Eleanor Skelton blogs at eleanorskelton.com, is the news editor of the UCCS student newspaper, and is majoring in English and Chemistry. The following was originally published on Eleanor’s blog on April 6, 2015, and is reprinted with permission.
When we became “conductors,” we learned that getting out and finding freedom is messy, and everyone’s situation is different.
When someone contacted us for help, we said that they went “active.” It’s like being on call for an emergency move 24/7.
They’ll tell us the situation is deteriorating, but we don’t know it’s going to happen until they call us, because we leave the choice up to them.
In summer 2013, when Homeschoolers Anonymous posted Hannah Ettinger’s Call For Help: A Quiverfull / Patriarchy Rescue, I wrote in an email to our network: “I think she is the first of many.”
The backlash is one of the most difficult things we all faced in leaving our cult-like churches and controlling families.
One morning in my apartment, right after Racquel and Ashley left the church, Racquel’s phone rang. She stepped into the next room for a private discussion.
She came back out looking troubled.
Ashley asked what was wrong, Racquel said Sister H. from Louisiana just called.
Racquel started crying.
“Sister H. told me that the pastor may be wrong, our parents may be wrong, but not to give up on the Pentecostal church. But I just can’t do it. I can’t.”

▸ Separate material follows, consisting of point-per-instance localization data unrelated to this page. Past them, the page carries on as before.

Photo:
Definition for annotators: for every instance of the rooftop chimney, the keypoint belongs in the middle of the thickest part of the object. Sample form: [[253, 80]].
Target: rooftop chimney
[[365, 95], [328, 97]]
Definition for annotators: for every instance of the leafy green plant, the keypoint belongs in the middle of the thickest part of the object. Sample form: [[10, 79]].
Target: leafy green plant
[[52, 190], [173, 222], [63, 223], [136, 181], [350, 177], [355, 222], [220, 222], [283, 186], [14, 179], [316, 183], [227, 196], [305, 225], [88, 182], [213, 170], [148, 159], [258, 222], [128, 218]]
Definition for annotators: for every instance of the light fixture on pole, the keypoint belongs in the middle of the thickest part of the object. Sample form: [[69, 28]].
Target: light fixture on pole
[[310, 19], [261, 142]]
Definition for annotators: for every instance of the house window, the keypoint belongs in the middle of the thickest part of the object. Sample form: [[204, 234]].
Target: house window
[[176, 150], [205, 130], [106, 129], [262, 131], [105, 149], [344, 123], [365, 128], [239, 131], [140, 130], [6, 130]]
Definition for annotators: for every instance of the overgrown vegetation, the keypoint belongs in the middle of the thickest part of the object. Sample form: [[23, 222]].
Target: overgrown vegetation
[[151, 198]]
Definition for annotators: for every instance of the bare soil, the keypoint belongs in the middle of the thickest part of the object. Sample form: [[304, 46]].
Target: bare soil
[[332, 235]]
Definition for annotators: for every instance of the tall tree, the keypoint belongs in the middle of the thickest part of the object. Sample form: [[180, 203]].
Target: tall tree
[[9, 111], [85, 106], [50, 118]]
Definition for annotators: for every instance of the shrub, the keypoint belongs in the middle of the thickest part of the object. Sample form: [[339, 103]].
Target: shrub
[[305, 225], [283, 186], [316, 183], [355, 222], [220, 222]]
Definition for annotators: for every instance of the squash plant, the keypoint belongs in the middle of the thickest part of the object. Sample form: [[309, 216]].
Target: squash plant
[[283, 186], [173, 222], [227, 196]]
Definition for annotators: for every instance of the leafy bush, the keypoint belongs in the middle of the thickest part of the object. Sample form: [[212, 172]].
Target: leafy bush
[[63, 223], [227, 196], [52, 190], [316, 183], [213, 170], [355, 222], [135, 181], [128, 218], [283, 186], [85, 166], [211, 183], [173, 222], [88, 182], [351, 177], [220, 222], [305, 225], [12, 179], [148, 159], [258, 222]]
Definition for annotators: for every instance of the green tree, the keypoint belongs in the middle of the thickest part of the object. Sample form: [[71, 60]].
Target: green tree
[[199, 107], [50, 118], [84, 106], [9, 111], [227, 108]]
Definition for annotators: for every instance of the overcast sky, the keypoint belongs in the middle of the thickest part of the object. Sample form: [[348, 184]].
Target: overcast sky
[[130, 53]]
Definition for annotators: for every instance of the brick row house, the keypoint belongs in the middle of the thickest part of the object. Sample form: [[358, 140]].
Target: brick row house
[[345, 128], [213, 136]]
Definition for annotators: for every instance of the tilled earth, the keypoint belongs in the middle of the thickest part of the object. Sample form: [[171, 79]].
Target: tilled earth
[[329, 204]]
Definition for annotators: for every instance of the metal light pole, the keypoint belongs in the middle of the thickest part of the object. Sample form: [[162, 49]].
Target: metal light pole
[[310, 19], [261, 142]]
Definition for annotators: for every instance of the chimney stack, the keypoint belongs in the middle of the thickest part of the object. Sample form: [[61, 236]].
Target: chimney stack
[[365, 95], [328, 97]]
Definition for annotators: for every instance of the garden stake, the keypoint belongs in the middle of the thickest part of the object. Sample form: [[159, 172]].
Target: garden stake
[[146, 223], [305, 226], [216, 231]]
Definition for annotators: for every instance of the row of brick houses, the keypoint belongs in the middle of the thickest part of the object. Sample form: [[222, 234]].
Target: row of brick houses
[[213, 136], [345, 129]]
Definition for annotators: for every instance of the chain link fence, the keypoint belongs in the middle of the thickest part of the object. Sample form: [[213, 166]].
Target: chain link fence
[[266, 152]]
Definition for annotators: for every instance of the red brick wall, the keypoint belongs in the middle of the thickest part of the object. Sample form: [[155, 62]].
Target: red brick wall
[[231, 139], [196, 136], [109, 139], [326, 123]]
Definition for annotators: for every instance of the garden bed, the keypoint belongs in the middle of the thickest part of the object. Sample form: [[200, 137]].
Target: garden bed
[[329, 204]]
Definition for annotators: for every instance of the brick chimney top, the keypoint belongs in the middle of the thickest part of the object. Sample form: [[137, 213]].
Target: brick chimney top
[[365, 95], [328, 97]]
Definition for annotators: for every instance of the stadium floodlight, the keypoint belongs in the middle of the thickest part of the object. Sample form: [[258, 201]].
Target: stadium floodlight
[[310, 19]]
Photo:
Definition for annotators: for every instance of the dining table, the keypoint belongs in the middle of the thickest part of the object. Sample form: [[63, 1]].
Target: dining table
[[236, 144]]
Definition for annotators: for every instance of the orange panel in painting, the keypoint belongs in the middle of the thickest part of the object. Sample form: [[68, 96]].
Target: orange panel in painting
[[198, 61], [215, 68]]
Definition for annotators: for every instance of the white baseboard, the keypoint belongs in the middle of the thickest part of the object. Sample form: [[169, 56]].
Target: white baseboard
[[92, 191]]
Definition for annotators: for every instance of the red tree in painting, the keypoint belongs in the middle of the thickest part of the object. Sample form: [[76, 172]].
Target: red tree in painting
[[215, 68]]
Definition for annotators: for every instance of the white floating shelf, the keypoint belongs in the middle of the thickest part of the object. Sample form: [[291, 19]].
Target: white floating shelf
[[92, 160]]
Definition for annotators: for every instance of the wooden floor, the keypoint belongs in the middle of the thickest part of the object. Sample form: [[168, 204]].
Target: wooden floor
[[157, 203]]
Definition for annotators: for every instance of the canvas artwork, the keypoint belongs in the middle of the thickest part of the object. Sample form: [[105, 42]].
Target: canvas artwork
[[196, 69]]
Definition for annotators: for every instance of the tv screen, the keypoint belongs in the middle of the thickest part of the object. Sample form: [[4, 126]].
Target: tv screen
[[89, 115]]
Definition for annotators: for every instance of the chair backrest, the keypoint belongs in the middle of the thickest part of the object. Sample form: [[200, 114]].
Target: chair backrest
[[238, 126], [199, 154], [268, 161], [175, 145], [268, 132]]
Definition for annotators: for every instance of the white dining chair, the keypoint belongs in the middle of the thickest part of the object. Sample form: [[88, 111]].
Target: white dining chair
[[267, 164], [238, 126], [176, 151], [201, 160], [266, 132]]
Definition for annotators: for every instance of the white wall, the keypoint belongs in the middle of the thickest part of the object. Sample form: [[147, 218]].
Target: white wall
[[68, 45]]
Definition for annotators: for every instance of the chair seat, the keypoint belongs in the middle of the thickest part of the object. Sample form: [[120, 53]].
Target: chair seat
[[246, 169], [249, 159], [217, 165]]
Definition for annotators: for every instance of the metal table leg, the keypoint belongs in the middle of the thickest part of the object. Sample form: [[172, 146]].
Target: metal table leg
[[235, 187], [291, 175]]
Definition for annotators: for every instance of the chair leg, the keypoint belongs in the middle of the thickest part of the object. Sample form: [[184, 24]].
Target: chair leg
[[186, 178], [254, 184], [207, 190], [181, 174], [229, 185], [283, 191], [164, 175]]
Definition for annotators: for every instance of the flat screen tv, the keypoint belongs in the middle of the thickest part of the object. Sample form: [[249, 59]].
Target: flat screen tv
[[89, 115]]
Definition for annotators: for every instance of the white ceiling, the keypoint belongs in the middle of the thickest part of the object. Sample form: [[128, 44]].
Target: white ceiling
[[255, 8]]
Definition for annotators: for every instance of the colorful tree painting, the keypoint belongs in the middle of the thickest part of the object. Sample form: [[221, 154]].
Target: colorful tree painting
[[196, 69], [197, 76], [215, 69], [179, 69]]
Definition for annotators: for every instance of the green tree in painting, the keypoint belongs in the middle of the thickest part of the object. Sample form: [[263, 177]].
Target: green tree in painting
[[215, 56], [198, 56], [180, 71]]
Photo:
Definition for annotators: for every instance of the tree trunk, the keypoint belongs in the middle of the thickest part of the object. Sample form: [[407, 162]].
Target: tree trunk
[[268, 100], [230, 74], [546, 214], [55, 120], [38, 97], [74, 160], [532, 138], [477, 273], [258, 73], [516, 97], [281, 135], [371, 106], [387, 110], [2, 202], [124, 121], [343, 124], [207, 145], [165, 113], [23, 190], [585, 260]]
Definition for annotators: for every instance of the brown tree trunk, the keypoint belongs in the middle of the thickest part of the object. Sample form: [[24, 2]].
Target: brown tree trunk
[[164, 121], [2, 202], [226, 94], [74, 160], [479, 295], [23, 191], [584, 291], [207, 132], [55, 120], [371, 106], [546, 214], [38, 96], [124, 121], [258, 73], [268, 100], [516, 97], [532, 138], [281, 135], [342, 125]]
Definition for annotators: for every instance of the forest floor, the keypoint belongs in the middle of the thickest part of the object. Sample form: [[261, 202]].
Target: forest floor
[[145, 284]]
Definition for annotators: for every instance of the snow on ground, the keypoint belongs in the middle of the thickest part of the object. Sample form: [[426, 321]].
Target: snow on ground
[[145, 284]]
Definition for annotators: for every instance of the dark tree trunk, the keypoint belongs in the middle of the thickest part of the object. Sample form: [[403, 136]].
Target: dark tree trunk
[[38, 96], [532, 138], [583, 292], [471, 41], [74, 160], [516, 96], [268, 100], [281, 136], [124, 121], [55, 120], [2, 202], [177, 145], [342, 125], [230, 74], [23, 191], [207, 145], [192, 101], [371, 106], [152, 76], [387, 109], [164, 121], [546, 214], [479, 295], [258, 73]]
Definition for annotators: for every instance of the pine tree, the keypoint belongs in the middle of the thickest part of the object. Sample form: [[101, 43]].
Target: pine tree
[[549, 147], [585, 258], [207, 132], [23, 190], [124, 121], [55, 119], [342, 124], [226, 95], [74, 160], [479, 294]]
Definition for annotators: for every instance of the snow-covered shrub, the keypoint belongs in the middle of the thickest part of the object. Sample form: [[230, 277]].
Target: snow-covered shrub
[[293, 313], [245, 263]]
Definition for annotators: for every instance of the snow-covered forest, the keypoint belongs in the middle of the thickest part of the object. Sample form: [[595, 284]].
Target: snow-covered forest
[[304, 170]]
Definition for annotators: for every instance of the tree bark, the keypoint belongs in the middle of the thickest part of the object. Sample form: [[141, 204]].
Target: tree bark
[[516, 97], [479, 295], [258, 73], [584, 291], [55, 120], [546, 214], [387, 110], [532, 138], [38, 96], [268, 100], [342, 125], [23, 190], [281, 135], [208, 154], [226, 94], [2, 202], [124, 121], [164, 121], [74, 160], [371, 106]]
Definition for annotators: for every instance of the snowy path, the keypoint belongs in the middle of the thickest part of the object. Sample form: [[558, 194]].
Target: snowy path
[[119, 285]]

“Did anything like this happen to you when you left, Eleanor?” she asked.
Yes. Yes, it did.
One of the pastors and his wife at our old church in Dallas called me and tried to convince me to attend Bob Jones University. They agreed with my pastor in Colorado Springs, said the only way to honor my parents was to do this one thing, to obey them.
My friend Anna called me a few weeks after I moved out. She said she’d gone back to the church. The pastor and his wife took her into the office, asked her about two of my Facebook posts she’d liked and commented on. One was lyrics from “Keep your eyes open” by NeedtoBreathe (they believed all syncopated music was of Satan). The other was heychristiangirl.tumblr.com. They said didn’t see the humor, they said it was sacrilegious.
Anna said the pastor and his wife asked her if she agreed with me moving out, if she’d aided me. They said they didn’t want her to influence their children to move out without their approval.
I caught my breath. I could see it now.
They can’t stand to lose one of their own, because that’s losing a soldier in the culture wars. You take one step back and now you’re one of the outsiders, one of the “lost” they evangelize. And they need your soul.
So when I hugged Racquel while she sobbed, I could say, “Yes, this happened to me, too.”
This is why leaving these churches, these homes is leaving a cult. And this is what it’s like to be a conductor, to walk beside abuse survivors and seek freedom.
As a conductor, I’ve had months of watching and preparations. I keep an emergency cellphone with an unlisted number in case a controlling parent blocks my regular phone. I carry pepperspray and a rape knife, both legal on my campus, so I can protect myself and those who ask for our help.
Our network discusses alternate scenarios, backup plans. We plan for the worst while hoping that one day this won’t be necessary.
Here’s we learned about helping people move out:
Take the essentials, but stay safe.
TESSA, a non-profit in Colorado Springs that offers advice and support to spousal domestic abuse survivors, has a checklist.
- Identifying documents
- Clothes to last a week
- Cash and bank information
- Keys to car and work
- Important paperwork and records
- Personal items like photographs and jewelry
When Ashley moved out, five of us showed up because we knew her father was armed, he’d wrecked the car and the apartment, and we didn’t know when he’d return. I learned anyone who feels threatened can request police protection while moving their possessions.
Sometimes we left something behind we valued.
I couldn’t take my heirloom violin from the 1890s or one of our family dogs I’d bonded with. Ashley left her dog Sasha and her bed because we couldn’t fit it in the van, and Racquel sold her horse when later she couldn’t pay board and her own living expenses.
We lost diaries, mementos, and valuables.
We decided our freedom was worth losing those things or that lifestyle. We realized the important thing was keeping ourselves safe and learning how to heal.